Il problema di fondo sta tuttavia in quella parola “limiti”, un concetto che deve garantire un equilibrio dinamico tra l’interesse generale e quello dei singoli, dove l’interesse generale è anche, e forse soprattutto, quello che la società si sviluppi, sia innovativa, crei ricchezza. Tutte cose che non nascono con la bacchetta magica o con un decreto, ma richiedono la motivazione interessata e la responsabilità di tutte le componenti della società. 

Come coniugare due elementi ugualmente indispensabili: l’iniziativa individuale, strettamente collegata con la proprietà privata, e la giustizia sociale, per la quale una parte rilevante del pensiero corrente ritiene indispensabile un intervento dall’alto, una manovra alla Robin Hood per togliere ai ricchi e dare ai poveri? Il pensiero economico ha sempre oscillato tra i due estremi: tra il liberalismo e un comunismo, che sconfitto dalla storia nella sua applicazione più rigida, si è trasformato in statalismo accomunando paradossalmente la destra, la sinistra e i movimenti senza radici.

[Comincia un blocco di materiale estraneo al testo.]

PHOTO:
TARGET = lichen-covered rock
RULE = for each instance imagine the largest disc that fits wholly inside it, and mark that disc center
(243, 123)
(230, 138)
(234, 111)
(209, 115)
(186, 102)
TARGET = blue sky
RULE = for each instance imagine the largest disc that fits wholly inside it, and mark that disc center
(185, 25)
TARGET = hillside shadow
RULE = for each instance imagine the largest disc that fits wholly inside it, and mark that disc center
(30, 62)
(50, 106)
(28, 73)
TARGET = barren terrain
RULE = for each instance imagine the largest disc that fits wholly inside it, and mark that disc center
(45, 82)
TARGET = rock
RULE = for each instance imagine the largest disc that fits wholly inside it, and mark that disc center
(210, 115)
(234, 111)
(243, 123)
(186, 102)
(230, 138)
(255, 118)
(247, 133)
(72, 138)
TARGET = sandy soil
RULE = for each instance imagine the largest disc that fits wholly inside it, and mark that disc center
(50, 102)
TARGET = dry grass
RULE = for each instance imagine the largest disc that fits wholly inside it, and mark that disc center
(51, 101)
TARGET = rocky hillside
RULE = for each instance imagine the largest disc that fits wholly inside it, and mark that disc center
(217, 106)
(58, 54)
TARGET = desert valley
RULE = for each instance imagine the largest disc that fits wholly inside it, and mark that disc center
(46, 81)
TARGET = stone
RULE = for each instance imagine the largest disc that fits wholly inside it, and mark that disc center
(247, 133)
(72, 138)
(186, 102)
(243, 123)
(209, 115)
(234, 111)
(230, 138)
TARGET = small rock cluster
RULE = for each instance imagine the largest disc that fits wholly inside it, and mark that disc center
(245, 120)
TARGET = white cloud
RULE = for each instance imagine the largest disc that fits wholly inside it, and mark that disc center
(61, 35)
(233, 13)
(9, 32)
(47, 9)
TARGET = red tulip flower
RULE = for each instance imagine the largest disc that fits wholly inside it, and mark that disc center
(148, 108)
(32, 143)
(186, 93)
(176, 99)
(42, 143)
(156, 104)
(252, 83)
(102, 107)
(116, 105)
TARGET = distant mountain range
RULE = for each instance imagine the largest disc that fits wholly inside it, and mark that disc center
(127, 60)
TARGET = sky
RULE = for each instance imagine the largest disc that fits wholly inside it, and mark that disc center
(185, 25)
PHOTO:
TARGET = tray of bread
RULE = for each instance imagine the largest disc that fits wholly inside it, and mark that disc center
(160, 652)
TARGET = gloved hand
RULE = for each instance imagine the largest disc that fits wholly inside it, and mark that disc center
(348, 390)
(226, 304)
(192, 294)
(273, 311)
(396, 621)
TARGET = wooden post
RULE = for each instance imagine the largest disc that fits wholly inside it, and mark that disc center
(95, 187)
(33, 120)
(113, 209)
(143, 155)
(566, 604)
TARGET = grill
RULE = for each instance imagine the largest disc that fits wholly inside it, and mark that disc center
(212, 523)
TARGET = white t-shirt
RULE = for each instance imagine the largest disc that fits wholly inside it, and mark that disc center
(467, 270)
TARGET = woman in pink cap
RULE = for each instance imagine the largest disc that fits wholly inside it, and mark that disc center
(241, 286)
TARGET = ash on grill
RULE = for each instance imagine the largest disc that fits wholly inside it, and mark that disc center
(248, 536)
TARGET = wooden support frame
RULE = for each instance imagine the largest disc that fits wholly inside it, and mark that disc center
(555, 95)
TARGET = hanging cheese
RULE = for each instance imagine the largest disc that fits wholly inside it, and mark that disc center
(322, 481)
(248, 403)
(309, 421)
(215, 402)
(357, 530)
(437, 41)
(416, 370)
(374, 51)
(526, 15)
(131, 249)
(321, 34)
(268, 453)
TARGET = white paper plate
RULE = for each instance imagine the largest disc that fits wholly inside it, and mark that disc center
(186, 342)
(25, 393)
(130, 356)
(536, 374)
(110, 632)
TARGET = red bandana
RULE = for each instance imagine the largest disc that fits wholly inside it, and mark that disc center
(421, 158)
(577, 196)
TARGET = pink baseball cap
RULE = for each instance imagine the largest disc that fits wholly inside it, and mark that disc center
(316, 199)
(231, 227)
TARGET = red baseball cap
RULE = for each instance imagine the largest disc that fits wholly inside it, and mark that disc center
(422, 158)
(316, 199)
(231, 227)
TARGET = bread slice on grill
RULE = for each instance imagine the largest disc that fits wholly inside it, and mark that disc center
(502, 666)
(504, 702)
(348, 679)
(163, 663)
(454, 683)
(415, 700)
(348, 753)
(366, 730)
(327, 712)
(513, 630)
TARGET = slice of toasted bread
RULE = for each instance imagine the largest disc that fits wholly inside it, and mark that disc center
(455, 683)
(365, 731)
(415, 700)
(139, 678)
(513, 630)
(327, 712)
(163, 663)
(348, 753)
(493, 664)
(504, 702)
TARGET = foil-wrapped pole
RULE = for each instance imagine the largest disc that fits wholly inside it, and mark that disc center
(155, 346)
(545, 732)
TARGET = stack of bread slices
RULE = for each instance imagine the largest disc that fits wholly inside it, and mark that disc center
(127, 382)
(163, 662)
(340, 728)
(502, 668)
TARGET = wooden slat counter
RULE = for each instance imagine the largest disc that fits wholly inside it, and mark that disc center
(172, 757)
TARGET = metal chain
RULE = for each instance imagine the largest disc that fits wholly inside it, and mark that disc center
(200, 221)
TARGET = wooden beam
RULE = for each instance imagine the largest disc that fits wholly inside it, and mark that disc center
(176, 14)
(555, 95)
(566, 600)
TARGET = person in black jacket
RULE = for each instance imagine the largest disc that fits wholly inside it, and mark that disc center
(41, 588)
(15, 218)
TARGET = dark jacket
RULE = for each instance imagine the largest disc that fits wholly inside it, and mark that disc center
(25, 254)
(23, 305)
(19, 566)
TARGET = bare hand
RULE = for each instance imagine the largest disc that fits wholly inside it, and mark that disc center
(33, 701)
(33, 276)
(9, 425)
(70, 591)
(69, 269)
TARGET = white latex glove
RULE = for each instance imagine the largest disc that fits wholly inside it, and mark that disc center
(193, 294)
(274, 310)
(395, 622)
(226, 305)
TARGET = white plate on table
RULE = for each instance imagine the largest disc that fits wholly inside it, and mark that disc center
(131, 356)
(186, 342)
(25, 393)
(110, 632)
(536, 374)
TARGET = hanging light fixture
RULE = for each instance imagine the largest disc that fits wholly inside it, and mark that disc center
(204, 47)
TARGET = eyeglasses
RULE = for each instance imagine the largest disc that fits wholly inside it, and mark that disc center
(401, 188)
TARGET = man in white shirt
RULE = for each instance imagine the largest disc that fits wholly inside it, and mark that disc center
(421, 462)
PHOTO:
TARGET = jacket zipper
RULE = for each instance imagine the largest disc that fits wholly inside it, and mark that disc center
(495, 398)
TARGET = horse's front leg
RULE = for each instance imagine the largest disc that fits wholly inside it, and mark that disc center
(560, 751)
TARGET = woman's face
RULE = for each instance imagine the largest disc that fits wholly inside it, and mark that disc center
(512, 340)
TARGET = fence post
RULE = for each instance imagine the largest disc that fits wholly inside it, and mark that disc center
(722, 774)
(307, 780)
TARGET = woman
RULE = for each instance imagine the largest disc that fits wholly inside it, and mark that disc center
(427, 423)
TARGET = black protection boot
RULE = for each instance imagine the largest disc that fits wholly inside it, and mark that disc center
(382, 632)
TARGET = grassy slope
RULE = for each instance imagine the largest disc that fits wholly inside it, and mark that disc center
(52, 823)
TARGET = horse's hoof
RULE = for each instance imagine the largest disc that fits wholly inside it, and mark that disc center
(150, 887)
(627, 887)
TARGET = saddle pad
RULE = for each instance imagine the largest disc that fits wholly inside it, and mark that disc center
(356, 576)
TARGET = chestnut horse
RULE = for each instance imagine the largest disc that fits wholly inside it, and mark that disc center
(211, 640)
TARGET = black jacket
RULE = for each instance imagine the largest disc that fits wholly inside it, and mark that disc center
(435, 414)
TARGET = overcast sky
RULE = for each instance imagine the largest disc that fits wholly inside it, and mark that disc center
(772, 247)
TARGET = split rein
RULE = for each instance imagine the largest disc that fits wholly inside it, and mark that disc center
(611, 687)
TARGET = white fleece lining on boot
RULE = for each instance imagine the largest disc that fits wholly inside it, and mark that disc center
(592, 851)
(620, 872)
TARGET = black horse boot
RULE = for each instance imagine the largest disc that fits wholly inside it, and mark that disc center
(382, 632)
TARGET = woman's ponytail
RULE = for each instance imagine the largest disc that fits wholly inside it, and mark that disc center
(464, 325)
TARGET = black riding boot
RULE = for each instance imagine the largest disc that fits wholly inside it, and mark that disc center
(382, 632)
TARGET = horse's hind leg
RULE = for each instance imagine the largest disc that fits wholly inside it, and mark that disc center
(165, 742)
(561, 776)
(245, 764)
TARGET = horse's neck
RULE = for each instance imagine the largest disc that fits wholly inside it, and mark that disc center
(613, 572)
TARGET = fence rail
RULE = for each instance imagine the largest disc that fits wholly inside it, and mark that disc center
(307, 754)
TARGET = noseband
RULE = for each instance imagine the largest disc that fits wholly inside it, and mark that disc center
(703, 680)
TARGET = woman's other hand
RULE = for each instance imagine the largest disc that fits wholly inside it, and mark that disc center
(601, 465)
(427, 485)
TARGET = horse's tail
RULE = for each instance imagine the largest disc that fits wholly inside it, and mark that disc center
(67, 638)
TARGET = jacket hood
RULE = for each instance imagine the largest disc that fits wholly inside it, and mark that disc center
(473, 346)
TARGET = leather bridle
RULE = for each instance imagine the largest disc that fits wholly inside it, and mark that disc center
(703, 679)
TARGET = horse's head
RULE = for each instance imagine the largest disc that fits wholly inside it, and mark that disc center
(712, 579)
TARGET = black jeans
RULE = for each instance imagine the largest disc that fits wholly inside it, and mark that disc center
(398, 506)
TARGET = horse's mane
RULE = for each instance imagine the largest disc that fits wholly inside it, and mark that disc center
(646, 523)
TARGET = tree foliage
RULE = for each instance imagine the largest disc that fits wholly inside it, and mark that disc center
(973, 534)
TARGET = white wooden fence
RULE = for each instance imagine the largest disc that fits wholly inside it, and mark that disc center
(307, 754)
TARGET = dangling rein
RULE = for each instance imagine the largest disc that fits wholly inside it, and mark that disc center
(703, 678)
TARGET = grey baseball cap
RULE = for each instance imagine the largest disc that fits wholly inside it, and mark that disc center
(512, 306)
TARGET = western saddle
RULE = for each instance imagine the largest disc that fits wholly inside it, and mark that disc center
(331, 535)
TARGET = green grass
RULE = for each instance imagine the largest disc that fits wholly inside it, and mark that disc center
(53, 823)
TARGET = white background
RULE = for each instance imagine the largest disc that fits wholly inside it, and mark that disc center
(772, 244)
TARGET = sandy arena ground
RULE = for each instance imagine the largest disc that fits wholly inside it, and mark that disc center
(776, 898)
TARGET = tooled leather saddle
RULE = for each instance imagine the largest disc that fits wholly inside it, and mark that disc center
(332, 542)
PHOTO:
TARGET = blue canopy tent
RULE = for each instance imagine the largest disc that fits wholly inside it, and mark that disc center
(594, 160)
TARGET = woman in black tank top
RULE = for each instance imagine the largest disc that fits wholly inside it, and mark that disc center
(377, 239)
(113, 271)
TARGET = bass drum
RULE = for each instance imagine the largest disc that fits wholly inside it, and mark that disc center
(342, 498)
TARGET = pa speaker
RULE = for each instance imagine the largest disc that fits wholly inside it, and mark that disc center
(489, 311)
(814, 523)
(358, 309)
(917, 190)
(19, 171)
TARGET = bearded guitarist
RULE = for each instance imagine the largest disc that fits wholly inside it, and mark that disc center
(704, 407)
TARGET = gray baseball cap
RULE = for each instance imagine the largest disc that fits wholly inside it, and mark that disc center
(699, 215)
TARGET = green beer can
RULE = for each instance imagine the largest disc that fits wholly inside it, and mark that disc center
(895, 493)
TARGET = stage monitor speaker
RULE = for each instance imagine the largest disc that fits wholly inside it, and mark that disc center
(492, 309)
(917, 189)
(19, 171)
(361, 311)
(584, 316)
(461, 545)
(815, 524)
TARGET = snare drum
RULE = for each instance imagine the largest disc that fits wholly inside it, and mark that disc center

Una guida preziosa per approfondire questo tema la si può fortunatamente trovare nell’ultimo libro di Alberto Mingardi, fondatore e direttore dell’Istituto Bruno Leoni, un libro dal titolo altrettanto accattivante quanto misterioso: “Contro la tribù. Hayek, la giustizia sociale e i sentieri di montagna” (Ed. Marsilio, pagg. 368, € 16). Perché Friedrich A. von Hayek, il maggior pensatore liberale del secolo scorso, e un tema fondamentale come la giustizia sociale, stanno in mezzo tra la tribù e i sentieri di montagna? 

La tribù è il modo di pensare e di agire dei piccoli gruppi guidati da un capopopolo che si difendono da tutto e da tutti “con un generale sentimento di ostilità verso gli altri che prelude a tentativi di sopraffazione”. I sentieri di montagna sono una metafora per indicare dei percorsi che non vengono disegnati a tavolino, ma “impronte e solchi nella terra che, col passar del tempo e il transito di persone e carri, diventano sentieri sempre più definiti.” Due immagini contrapposte: la tribù, rigidamente e gerarchicamente organizzata; i sentieri che si definiscono lentamente, per consuetudini successive, disegnati dall’esperienza e dalla fatica.

Due immagini che danno visivamente l’idea di come la tribù costituisca la tentazione perenne, il desiderio di un rifugio, l’ansia di barattare una presunta sicurezza con la libertà, l’illusione che sia più costruttivo avere qualcuno che decida a nome di tutti invece che praticare il faticoso esercizio della democrazia. Mentre i sentieri di montagna sono, per loro natura, più faticosi e spesso difficili, ma sono tracciati dal cammino e dalle conquiste delle generazioni che ci hanno preceduto.

E allora la lezione di Hayek, che costituisce il filo conduttore del libro, appare importante non tanto perché offra delle soluzioni, ma soprattutto perché indica un metodo perché “il liberalismo è l’esito di un’esperienza storica” che può e deve continuare perché “dovremmo avere imparato abbastanza da evitare di distruggere la nostra civiltà col far scomparire il processo spontaneo di interazione tra gli individui per sottoporlo alla direzione di una qualche autorità”. E la giustizia sociale resta un obiettivo, ma non nasce da un atto di autorità, dalle limitazioni delle libertà o delle proprietà, ma nasce dalla responsabilità solidale, dalla cultura, dalla capacità di innovare e di produrre ricchezza.